Прошло три года с тех пор, как Чернецкий умер и родился заново. Теперь это другой человек. На Майдане он получил две пули, на костылях ездил на передовую с гуманитарной помощью, а теперь построил реабилитационный центр "Бандеровский Схрон" для украинских бойцов.

Равный равному

Незадолго до Майдана Чернецкий, юрист по профессии, открыл с друзьями инвестиционный фонд. Британские коллеги согласились вложить в дело миллион фунтов. Но после того, как соглашение об ассоциации пошло коту под хвост, зарубежные партнеры передумали. На следующий день Чернецкий стал комендантом хмельницкого Майдана, а вскоре уехал в Киев, стал сотником Михайловской сотни.

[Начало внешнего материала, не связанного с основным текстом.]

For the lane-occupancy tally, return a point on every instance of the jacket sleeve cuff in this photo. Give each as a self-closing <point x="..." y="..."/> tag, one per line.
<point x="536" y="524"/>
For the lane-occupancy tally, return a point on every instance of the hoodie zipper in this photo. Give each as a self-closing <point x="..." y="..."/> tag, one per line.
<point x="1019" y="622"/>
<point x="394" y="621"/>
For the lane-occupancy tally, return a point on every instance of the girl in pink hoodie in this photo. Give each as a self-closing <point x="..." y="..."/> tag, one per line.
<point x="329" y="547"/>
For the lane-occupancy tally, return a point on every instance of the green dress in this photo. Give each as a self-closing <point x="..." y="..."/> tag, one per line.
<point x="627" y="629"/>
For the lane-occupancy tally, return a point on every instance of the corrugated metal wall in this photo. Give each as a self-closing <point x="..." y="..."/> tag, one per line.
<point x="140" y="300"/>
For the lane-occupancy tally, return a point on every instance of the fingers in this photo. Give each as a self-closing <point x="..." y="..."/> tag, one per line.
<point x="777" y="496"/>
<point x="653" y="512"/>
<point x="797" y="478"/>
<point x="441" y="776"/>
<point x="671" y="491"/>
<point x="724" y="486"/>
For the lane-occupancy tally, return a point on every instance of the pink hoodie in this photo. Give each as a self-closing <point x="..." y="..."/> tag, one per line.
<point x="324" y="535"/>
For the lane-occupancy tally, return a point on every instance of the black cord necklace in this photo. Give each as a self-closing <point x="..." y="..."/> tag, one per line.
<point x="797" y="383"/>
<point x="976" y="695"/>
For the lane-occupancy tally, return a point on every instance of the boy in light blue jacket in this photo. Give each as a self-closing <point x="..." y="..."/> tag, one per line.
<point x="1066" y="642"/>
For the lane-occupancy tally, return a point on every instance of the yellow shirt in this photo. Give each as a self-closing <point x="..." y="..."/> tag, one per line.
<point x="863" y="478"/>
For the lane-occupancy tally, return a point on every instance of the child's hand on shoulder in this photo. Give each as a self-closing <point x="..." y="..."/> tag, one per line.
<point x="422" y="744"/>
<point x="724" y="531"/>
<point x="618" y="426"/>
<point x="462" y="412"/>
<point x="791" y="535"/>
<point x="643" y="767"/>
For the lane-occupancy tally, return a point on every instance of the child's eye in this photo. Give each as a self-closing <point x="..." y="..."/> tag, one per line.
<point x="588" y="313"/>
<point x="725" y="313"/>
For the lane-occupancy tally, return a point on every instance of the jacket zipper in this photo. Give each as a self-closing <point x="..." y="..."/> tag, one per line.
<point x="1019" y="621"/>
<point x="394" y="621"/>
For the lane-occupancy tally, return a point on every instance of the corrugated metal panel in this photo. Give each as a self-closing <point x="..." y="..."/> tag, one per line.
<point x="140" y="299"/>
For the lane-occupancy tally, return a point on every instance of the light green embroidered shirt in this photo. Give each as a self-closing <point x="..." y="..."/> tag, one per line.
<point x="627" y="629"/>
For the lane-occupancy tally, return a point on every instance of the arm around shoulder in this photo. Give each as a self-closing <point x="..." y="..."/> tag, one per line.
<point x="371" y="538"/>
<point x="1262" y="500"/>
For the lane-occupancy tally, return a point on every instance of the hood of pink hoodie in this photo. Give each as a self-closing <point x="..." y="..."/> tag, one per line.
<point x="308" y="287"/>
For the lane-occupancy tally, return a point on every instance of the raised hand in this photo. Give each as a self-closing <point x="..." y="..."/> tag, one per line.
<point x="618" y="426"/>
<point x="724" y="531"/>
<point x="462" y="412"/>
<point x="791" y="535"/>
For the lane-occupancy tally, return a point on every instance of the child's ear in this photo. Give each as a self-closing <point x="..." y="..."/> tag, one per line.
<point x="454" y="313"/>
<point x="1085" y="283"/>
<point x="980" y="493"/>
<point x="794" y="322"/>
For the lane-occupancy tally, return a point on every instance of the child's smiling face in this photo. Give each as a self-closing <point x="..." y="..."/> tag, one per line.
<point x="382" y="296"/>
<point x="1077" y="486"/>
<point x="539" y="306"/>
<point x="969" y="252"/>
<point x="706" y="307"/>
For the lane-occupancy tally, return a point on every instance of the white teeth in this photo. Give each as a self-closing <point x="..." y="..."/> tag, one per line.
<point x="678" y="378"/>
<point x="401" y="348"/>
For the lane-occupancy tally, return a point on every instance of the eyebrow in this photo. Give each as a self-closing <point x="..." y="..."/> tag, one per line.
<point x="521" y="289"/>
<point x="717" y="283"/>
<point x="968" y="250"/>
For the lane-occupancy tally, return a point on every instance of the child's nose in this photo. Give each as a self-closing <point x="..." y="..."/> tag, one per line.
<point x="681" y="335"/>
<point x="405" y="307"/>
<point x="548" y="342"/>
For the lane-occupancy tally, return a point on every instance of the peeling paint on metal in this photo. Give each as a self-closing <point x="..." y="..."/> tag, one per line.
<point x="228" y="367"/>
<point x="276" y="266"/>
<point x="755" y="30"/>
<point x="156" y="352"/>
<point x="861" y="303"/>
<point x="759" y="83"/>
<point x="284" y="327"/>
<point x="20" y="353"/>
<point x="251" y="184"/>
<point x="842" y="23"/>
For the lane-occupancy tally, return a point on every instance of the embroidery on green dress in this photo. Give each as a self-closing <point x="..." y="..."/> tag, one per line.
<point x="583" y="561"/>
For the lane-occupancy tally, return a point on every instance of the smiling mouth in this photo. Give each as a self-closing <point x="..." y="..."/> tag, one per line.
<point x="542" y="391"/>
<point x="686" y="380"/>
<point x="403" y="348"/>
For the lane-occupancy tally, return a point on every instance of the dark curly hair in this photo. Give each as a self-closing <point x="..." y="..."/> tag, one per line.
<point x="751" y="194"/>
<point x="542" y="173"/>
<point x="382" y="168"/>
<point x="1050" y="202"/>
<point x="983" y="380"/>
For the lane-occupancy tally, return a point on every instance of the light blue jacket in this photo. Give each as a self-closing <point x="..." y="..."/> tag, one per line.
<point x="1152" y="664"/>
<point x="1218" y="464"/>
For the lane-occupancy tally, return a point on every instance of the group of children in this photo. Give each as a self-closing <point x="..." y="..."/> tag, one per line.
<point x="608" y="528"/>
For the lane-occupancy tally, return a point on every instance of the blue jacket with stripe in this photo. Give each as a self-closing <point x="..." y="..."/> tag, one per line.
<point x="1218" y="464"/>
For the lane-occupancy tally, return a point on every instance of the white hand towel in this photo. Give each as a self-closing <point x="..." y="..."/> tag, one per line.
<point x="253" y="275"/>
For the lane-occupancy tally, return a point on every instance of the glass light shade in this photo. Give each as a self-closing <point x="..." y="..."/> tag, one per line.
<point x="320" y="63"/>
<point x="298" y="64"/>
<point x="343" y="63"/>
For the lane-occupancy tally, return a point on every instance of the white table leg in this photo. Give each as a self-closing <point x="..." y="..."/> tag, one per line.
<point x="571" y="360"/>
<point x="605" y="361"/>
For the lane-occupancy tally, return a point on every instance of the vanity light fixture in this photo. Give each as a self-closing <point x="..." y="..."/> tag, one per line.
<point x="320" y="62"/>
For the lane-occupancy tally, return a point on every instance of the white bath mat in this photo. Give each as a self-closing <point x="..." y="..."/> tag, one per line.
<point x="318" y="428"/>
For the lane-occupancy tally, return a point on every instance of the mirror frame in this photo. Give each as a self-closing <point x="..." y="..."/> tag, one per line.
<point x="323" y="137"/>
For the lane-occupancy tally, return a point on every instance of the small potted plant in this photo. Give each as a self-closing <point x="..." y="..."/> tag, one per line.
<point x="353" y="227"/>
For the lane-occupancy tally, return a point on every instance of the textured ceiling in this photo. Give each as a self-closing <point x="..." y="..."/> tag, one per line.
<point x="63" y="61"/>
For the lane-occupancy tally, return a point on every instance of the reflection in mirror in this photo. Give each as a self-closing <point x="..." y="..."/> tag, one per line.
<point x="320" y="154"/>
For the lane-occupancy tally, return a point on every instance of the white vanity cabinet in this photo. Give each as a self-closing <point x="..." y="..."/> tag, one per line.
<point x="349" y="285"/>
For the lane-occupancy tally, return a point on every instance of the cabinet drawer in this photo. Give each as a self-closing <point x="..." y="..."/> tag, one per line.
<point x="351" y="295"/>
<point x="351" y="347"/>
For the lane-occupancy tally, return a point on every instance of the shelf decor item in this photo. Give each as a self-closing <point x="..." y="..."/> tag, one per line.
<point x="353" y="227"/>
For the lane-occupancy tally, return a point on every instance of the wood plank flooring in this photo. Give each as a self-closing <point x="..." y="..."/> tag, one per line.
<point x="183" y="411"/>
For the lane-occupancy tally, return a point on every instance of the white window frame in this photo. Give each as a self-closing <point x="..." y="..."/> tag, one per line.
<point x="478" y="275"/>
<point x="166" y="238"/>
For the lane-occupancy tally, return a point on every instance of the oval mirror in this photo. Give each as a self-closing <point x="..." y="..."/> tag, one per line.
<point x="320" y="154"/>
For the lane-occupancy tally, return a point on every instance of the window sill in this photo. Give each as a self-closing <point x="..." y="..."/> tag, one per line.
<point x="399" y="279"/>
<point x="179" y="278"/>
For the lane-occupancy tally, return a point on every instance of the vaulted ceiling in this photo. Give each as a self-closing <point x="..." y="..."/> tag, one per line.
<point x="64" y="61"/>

Игоря ранили 18 февраля, когда вместе со своими бойцами он пошел на разведку: проверять информацию о том, что со стороны Большой Житомирской и Владимирской собрались неизвестные люди. Истекающий кровью Чернецкий оказался в плену титушек с перебитой тазобедренной костью, сломанной рукой и рваными ранами от светошумовых гранат. Кто-то вызвал скорую помощь. Выжил.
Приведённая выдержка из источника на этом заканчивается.